Dans ce groupe, une jeune fille, que son père ou sa mère a, tantôt pour une raison, tantôt pour une autre, fait passer pour une très habile fileuse, doit devenir reine ou grande dame, si elle file dans un temps très court une énorme quantité de lin, ou, dans plusieurs versions, si elle réussit à transformer de la paille en fil d'or (conte allemand de la collection Grimm, conte suédois, conte slovaque) ou du lin en soie (conte allemand de la collection Müllenhoff), comme ses parents ont prétendu qu'elle savait le faire. Un être mystérieux, souvent un diable, lui propose de se charger de cette tâche. Si elle devine son nom, ou, dans certains contes (conte français de Mélusine, conte breton, conte basque, conte allemand, p. 307 de la collection Müllenhoff, conte autrichien, conte islandais), si elle retient ce nom, elle n'aura rien à lui donner; autrement, elle, ou, dans certaines versions (Grimm, Müllenhoff, Kuhn), son premier enfant, lui appartiendra.—Dans aucun de ces contes, ce n'est la jeune fille qui entend le diable dire son nom; c'est une autre personne, qui ensuite le rapporte à la jeune fille, le plus souvent sans savoir l'intérêt qu'elle a à le connaître.

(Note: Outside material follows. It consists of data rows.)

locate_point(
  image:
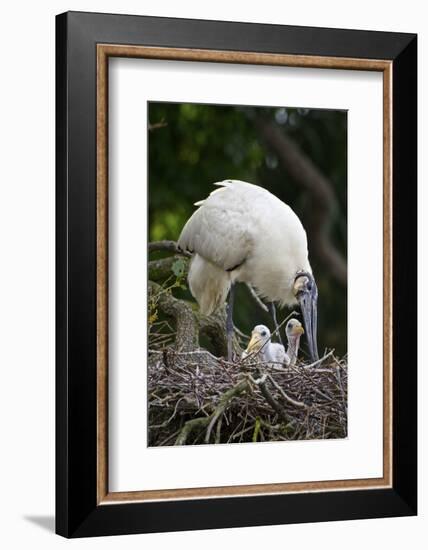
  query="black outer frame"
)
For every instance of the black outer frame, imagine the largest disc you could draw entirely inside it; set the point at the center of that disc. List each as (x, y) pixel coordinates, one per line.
(77, 513)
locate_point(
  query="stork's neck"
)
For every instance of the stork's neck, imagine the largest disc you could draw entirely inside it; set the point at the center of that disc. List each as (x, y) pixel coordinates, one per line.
(293, 349)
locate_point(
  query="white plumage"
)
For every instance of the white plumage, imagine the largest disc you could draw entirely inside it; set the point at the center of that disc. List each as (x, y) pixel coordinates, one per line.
(272, 352)
(242, 232)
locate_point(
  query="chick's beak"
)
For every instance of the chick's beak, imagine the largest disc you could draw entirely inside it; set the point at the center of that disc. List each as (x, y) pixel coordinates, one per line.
(308, 299)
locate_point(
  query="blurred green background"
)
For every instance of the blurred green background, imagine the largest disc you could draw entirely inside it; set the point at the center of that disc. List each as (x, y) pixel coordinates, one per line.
(193, 145)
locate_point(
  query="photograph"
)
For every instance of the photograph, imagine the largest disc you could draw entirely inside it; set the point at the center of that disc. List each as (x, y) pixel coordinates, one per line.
(247, 274)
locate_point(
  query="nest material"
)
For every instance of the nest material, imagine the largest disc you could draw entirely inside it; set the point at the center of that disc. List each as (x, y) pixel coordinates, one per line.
(196, 398)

Trois contes présentent d'assez notables différences. Dans le conte westphalien de la collection Kuhn, l'héroïne est une femme qui file très mal et qui, à cause de sa maladresse, est continuellement grondée par son mari. Un nain mystérieux la rend adroite aux conditions que l'on sait.—Dans la variante bretonne, un homme menace sa femme de la tuer si elle n'a filé en huit jours tout le chanvre qui est dans un grand grenier.—Dans le conte picard, il s'agit d'un tisserand, à qui un inconnu remet une balle de lin à tisser. Dans huit jours il faut que la toile soit prête. «Si elle ne l'est pas, vous aurez de mes nouvelles.» Le tisserand ne pouvant venir à bout de sa besogne: «Ah! dit-il, je donnerais beaucoup à qui pourrait m'aider!» Arrive alors un petit homme habillé de vert qui lui dit: «Ta toile sera tissée à l'instant; mais, si tu ne me dis pas dans trois jours quel est mon nom, je prendrais ton âme.»